Susan Rice, assistant secretary of state under
Clinton advised John Kerry and Mike Dukakis. Does that
tell you enough?
Obama has named one of his big bundlers -- Michael
Froman, an executive at Citigroup. Is this supposed to
symbolize change?
Obama's choice of a spokesperson for the transition
is also surprising; she is definitely not the face of
reason and new politics. Stephanie Cutter is the brash
and combative former Clinton, Kerry, and Ted Kennedy
mouthpiece. The liberal DailyKos.com once described
Cutter as "a moron to the nth degree" when she tried
unsuccessfully to force The New York Times' Adam
Nagourney to treat her unsolicited e-mail criticizing
Howard Dean as "background" without mentioning her name.
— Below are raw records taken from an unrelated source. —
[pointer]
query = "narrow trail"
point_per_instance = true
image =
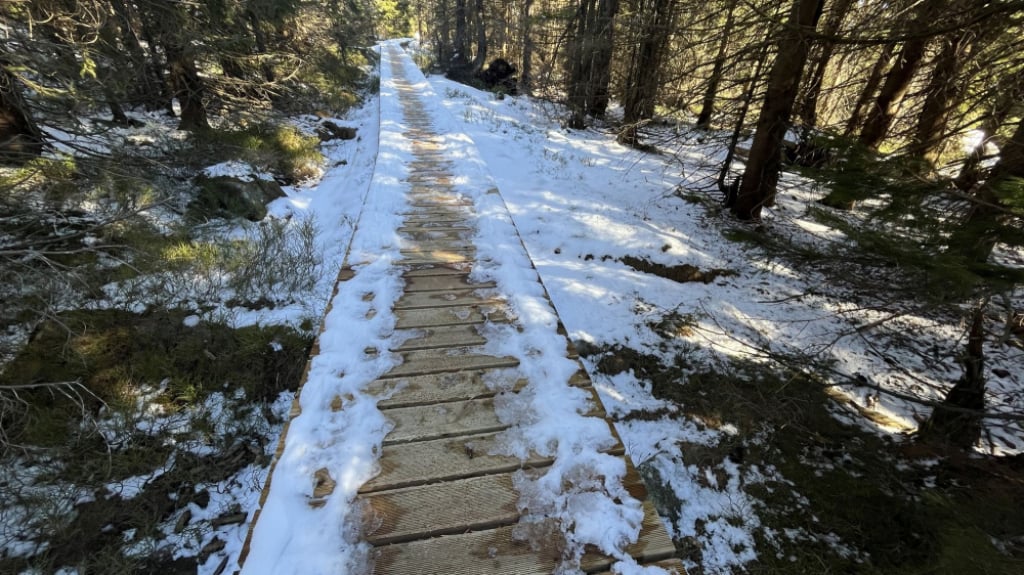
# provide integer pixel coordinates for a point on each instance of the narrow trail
(443, 500)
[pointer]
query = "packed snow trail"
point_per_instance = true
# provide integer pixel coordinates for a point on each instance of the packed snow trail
(445, 425)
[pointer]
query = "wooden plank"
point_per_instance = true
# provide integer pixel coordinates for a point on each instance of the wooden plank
(672, 566)
(452, 315)
(464, 297)
(442, 337)
(498, 550)
(442, 245)
(437, 388)
(460, 359)
(455, 268)
(437, 258)
(416, 513)
(443, 459)
(652, 544)
(422, 423)
(418, 462)
(443, 283)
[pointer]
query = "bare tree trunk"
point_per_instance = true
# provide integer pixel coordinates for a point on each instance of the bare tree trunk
(590, 60)
(642, 82)
(898, 80)
(188, 87)
(481, 39)
(711, 92)
(526, 38)
(20, 139)
(978, 234)
(867, 93)
(460, 58)
(760, 179)
(808, 108)
(957, 421)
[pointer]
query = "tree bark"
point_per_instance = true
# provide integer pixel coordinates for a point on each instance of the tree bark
(711, 92)
(526, 39)
(867, 93)
(480, 59)
(590, 60)
(898, 80)
(460, 58)
(642, 82)
(976, 237)
(808, 109)
(760, 179)
(957, 421)
(20, 139)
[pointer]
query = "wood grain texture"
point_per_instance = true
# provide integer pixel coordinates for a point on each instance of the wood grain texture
(441, 419)
(458, 359)
(456, 506)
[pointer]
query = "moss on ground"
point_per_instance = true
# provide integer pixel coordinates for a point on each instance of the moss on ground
(884, 499)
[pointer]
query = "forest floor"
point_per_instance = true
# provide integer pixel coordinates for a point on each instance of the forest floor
(745, 367)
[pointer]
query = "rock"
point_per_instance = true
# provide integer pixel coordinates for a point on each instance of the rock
(330, 131)
(235, 197)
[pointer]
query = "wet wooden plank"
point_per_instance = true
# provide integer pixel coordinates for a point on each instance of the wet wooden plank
(418, 258)
(429, 511)
(442, 337)
(403, 465)
(452, 315)
(455, 268)
(460, 359)
(437, 388)
(443, 459)
(463, 297)
(443, 283)
(440, 245)
(672, 566)
(422, 423)
(499, 551)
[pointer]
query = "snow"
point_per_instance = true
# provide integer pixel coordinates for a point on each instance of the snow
(580, 204)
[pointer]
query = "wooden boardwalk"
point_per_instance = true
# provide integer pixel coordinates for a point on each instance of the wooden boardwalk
(442, 503)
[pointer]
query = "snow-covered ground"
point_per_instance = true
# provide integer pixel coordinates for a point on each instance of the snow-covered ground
(583, 203)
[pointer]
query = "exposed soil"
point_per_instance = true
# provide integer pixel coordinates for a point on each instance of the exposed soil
(682, 273)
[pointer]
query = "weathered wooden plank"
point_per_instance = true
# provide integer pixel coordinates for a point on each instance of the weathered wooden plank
(443, 459)
(498, 550)
(443, 283)
(436, 269)
(464, 297)
(437, 388)
(418, 258)
(453, 315)
(417, 513)
(460, 359)
(441, 245)
(672, 566)
(442, 337)
(422, 423)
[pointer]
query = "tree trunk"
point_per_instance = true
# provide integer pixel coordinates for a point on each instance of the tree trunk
(187, 86)
(867, 93)
(711, 92)
(899, 78)
(460, 58)
(480, 59)
(590, 60)
(526, 39)
(808, 109)
(642, 82)
(957, 421)
(761, 176)
(20, 139)
(980, 230)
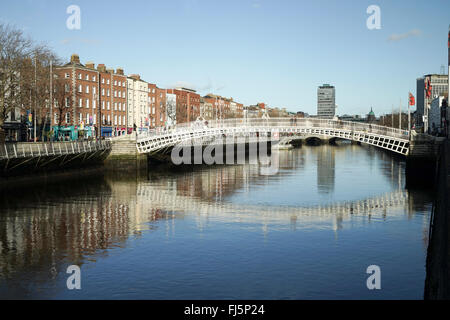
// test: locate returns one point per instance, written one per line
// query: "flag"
(428, 88)
(412, 100)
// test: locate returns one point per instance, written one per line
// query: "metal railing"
(41, 149)
(274, 123)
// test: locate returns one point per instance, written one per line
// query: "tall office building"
(326, 101)
(439, 85)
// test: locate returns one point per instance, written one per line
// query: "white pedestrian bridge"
(160, 139)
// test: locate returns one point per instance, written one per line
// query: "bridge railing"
(275, 123)
(39, 149)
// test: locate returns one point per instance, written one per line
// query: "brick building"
(187, 104)
(91, 94)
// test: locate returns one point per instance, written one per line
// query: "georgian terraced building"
(187, 104)
(102, 101)
(95, 101)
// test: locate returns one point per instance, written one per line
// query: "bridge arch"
(392, 139)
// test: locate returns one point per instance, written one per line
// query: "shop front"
(106, 131)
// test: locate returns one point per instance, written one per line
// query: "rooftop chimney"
(75, 58)
(101, 68)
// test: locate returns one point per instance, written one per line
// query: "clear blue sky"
(276, 52)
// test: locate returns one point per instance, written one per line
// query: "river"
(307, 231)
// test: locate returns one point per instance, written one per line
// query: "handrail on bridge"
(277, 123)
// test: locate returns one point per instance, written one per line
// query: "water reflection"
(45, 229)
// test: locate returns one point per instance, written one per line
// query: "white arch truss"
(392, 139)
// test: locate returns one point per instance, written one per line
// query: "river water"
(309, 230)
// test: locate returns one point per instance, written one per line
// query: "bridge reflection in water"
(53, 227)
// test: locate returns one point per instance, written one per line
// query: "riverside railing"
(277, 123)
(42, 149)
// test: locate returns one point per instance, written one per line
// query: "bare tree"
(15, 48)
(24, 75)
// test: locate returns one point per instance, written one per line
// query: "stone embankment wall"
(124, 155)
(421, 160)
(437, 285)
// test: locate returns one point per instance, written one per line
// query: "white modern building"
(439, 85)
(434, 115)
(138, 103)
(171, 109)
(326, 101)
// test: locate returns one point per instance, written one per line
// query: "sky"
(277, 52)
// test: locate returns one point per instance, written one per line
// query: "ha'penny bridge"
(275, 129)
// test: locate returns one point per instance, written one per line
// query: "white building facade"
(138, 103)
(326, 102)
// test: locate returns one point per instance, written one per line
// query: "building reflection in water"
(53, 225)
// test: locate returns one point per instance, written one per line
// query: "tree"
(24, 75)
(14, 51)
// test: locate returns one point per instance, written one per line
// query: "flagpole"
(35, 96)
(409, 114)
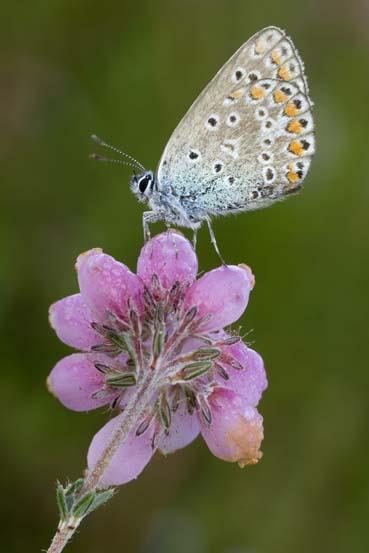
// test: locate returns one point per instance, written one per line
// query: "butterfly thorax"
(163, 202)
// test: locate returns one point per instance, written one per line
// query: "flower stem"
(129, 419)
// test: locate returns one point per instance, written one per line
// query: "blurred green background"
(128, 70)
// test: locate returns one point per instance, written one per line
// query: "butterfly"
(247, 140)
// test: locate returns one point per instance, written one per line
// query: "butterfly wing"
(248, 139)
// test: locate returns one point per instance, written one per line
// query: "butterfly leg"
(148, 217)
(194, 238)
(213, 240)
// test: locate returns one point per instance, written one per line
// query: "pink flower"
(164, 324)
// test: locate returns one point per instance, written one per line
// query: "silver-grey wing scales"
(248, 139)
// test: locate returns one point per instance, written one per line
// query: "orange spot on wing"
(294, 126)
(296, 148)
(293, 177)
(291, 109)
(237, 94)
(260, 47)
(257, 93)
(276, 58)
(283, 73)
(280, 96)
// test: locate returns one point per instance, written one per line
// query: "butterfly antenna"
(106, 145)
(97, 157)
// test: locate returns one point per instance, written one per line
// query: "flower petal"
(107, 284)
(74, 379)
(130, 459)
(222, 293)
(236, 430)
(184, 428)
(71, 319)
(171, 257)
(249, 382)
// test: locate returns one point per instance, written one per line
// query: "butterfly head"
(143, 185)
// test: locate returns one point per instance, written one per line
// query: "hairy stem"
(129, 419)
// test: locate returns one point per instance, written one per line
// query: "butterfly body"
(246, 142)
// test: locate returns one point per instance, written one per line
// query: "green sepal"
(100, 499)
(75, 486)
(193, 370)
(121, 380)
(81, 508)
(164, 412)
(62, 502)
(206, 353)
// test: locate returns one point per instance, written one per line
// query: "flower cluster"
(160, 334)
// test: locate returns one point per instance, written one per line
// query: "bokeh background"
(128, 70)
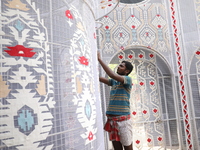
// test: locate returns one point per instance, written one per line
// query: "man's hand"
(98, 55)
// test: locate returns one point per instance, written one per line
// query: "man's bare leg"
(128, 147)
(117, 145)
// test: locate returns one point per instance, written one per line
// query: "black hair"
(128, 65)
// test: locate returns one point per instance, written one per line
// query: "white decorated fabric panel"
(49, 93)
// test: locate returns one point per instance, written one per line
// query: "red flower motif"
(159, 138)
(90, 136)
(198, 52)
(68, 14)
(140, 55)
(107, 27)
(149, 140)
(151, 83)
(20, 50)
(151, 55)
(144, 112)
(120, 56)
(83, 60)
(155, 110)
(141, 83)
(159, 26)
(137, 142)
(130, 56)
(134, 113)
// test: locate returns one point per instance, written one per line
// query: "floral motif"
(144, 111)
(90, 136)
(121, 56)
(198, 52)
(137, 142)
(20, 50)
(68, 14)
(134, 113)
(130, 56)
(149, 140)
(83, 60)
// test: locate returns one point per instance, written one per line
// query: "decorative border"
(181, 77)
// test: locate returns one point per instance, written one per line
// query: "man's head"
(124, 68)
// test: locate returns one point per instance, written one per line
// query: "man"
(118, 112)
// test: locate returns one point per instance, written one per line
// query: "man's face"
(121, 70)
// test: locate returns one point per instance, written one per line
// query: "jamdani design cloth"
(119, 129)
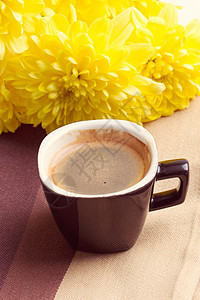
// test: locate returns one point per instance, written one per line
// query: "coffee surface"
(100, 162)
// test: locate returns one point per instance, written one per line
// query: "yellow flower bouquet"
(63, 61)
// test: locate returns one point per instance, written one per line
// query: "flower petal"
(17, 45)
(140, 54)
(169, 14)
(2, 49)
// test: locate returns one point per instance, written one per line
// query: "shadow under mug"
(109, 222)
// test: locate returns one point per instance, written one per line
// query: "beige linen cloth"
(165, 262)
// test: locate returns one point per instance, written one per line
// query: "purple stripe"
(19, 184)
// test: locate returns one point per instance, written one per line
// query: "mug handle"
(170, 169)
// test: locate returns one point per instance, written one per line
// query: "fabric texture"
(37, 263)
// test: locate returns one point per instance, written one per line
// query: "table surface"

Speaking of brash, Rahm Emanuel, the new White House
chief of staff, makes Cutter look timid. Rahm is also a
former Clinton White House staffer -- and a very
obnoxious one. He spent his White House years leaking to
The Washington Post whenever he didn't like what the
president was doing. Even Bill Clinton stopped trusting
him. Any hopes of Obama keeping his commitment to reach
across the aisle would go right out the window with
Rahm's appointment. Instead of extending a hand to the
opposition, it would be like raising just one finger.
And Rahm's strident demeanor laced with the 'F' word in
every sentence will do little to elevate the bipartisan
dialogue in Washington.
Christopher Edley, another member of the transition
team, is dean of the Berkeley Law School. He was a
member of the U.S. Civil Rights Commission under
Clinton, and his wife, Maria Echaveste was Clinton's
deputy chief of staff.
Transition committee staffer Christine Varney was a
federal trade commissioner under Clinton and worked in
the White House.
Throughout the early debates, Obama criticized
Hillary Clinton as part of the inside-the Beltway
establishment that needed to go. But now he's reaching
out to these exact same folks. Some change.